Roppongi Arts District & Tokyo Tower: World-Class Museums, Contemporary Architecture & the City's Most Iconic Silhouette
Roppongi has two distinct identities that occupy the same few square kilometers: the nightclub district (one of the most concentrated entertainment zones in Tokyo, with hundreds of clubs, bars and live music venues) and the arts district—specifically the 'Roppongi Art Triangle' formed by three world-class contemporary art and architecture institutions: Mori Art Museum (in Roppongi Hills), 21_21 Design Sight (in Tokyo Midtown), and the National Art Center. The route also passes Tokyo Tower—the 333-meter orange broadcast tower built in 1958, modeled on the Eiffel Tower but taller, which was the defining image of postwar Tokyo's economic miracle and remains the most romantic nighttime view in the city.

Tsukiji, Hamarikyu & Ginza: Dawn Seafood, the World's Most Expensive Shopping Street & a Garden by the Bay
The waterfront arc from Tsukiji to Ginza to Hamarikyu covers three of Tokyo's most distinct experiences: the Tsukiji Outer Market (the surviving public market of the world's most famous fish market, still operational every morning from 4 AM), Hamarikyu Gardens (a 17th-century shogunal garden that contains Tokyo's only tidal pond—still fed directly from Tokyo Bay—surrounded on three sides by skyscrapers), and Ginza (Japan's most prestigious shopping and dining district, where rents exceed US$300 per square meter per month and where the world's leading architects have built their most extravagant Tokyo flagship stores).

Odaiba & Tokyo Bay: Rainbow Bridge, Futuristic Architecture, Science Museums & the Best View of the City
Odaiba is a man-made island in Tokyo Bay, created by reclaiming land from the bay in the 1850s for coastal defense fortresses (the 'Daiba', or 'gun batteries') and expanded massively in the 1980s–1990s as a futuristic urban development zone. The result—connected to central Tokyo by the Rainbow Bridge and the Yurikamome automated rail line—is a landscape unlike anywhere else in Japan: broad waterfront boulevards, futuristic convention centers and shopping malls, science museums, a massive Gundam statue, and the finest panoramic view of Tokyo's skyline available from any publicly accessible location.
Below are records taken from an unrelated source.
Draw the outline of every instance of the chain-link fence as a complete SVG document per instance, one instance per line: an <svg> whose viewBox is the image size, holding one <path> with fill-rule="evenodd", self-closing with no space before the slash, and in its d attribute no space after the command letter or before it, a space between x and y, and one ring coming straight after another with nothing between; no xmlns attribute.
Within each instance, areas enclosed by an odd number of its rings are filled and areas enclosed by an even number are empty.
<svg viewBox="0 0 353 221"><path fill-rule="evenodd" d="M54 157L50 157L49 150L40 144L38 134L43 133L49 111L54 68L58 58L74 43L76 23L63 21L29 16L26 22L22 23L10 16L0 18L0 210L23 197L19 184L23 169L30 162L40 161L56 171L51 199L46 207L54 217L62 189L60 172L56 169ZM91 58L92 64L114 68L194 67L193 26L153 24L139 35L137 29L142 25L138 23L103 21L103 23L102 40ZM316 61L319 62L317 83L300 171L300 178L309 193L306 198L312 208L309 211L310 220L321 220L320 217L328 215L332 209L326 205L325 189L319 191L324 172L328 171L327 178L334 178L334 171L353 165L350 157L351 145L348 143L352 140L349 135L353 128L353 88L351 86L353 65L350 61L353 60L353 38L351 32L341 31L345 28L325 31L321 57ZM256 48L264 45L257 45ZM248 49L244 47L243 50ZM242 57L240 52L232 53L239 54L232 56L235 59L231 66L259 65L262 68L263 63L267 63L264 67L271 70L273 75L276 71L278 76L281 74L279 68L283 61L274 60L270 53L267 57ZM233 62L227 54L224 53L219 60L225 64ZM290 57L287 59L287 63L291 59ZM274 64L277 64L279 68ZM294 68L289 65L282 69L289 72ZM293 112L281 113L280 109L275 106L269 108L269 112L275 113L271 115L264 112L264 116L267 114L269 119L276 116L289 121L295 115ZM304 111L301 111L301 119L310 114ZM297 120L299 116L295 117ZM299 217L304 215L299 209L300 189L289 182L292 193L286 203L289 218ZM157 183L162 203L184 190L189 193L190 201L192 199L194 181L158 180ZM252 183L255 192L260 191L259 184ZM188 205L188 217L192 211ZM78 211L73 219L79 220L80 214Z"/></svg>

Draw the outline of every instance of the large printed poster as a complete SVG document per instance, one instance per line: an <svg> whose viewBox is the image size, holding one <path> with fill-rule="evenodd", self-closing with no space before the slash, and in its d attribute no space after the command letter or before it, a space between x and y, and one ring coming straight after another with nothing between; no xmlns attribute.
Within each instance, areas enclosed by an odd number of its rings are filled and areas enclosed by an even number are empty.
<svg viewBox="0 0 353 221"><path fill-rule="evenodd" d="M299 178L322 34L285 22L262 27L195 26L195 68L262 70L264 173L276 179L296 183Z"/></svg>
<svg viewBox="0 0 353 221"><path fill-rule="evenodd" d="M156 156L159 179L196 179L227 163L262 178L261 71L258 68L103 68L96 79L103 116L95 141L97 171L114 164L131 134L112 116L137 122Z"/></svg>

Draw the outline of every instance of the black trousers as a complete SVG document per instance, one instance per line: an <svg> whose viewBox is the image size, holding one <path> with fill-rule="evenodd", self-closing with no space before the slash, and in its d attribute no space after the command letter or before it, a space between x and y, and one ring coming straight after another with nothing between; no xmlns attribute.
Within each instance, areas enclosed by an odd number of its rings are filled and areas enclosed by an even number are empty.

Yanaka, Nezu & Sendagi: Old Tokyo's Surviving Village, Traditional Shrines & the Cemetery at Cherry Blossom Time
The Yanaka-Nezu-Sendagi triangle (locally called 'Yanesen') is the most intact surviving section of pre-modern Tokyo: one of the few areas of the city that survived both the 1923 Great Kanto Earthquake (which destroyed or damaged most of central Tokyo) and the firebombing raids of 1945 (which destroyed most of what the earthquake had spared) largely intact, and consequently preserves the street patterns, building scale, and neighborhood texture of the Meiji and Taisho eras. Walking here—through narrow lanes of wooden townhouses, family-run tofu makers and sembei rice cracker shops, past Buddhist temples and old cemetery walls—provides the clearest sense anywhere in Tokyo of what the city looked like before modernization.